Social Anxiety Disorder
Social anxiety disorder (SAD) concerns an intense fear and avoidance of social situations and disturbance of general functioning (DSM IV, 1994). SAD patients show a high rate of impairment of social functioning, working- and family-life and close relationships. In addition, SAD is correlated with psychiatric comorbidity. More insight in the development of the disorder is essential to develop preventive interventions for the disorder.
Earlier studies showed that SAD runs in families. This suggests a potential role of genetics as well as shared family environment in the development of SAD. However, it remains unclear which genes are specifically involved in SAD.

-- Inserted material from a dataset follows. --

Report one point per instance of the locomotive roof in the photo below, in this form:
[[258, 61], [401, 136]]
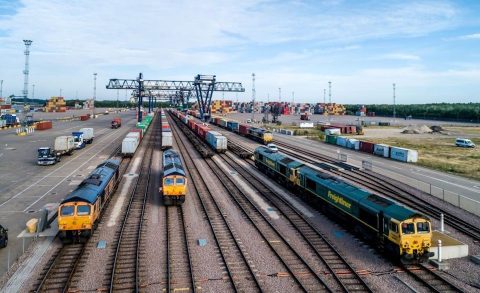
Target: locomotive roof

Profiling endophenotypes of social anxiety disorder (SAD) will advance our understanding of the genetic architecture of this disorder. Endophenotypes are genetic trait markers, linking a phenotype to a genotype. For a marker to be considered an endophenotype, “it has to (1) be associated with the phenotype (formal diagnosis), (2) be independent of clinical state, (3) be highly heritable, and (4) the impairment must co-segregate with the illness within a family, with non-affected family members showing impairment relative to the general population” (Glahn, Thompson, & Blangero, 2007).
Some studies have directly tested whether candidate endophenotypes meet the criteria for endophenotypes for other forms of psychopathology, such as depression and schizophrenia. For SAD, the support for endophenotypes is mostly indirect, as they have rarely been studied with the proper research designs, specifically multigenerational family designs.
The Leiden Family Study on Social Anxiety Disorder
Currently, researchers of Leiden University and the Leiden University Medical Center (LUMC) are performing a unique family study with a 3-generation genetic design to detect endophenotypes of SAD in extended families (https://www.leidenfamilylab.nl). In this study, an affected individual with SAD, his or her siblings and children are tested, as well as the partners of each family member. The key question addressed in this project is whether the psychophysiological and neurocognitive abnormalities often reported in SAD patients are heritable, and can thus be found in family members of SAD patients as well. This family project is, to the best of our knowledge, the first comprehensive study aiming to determine endophenotypes of SAD (https://www.facebook.com/FamilieOnderzoekExtremeVerlegenheid).
Lorentz Center Workshop
Building on the Leiden Family Study, this Lorentz Center workshop aims to gain more insight into candidate endophenotypes of SAD and their potential relevance for clinical practice. We will look into genetic approaches to social anxiety and other psychiatric disorders, discuss candidate endophenotypes of SAD and consider the clinical implications of the findings. In addition, the first results from the Leiden Family Study will be discussed. The output of the workshop-days will be published as a position paper that sets out the research agenda for the field of endophenotypes for SAD. Furthermore, the workshop aims to bring together participants from different traditions and backgrounds, in order to establish longer-lasting collaborations and to facilitate collaborations on papers and cross-site grant applications.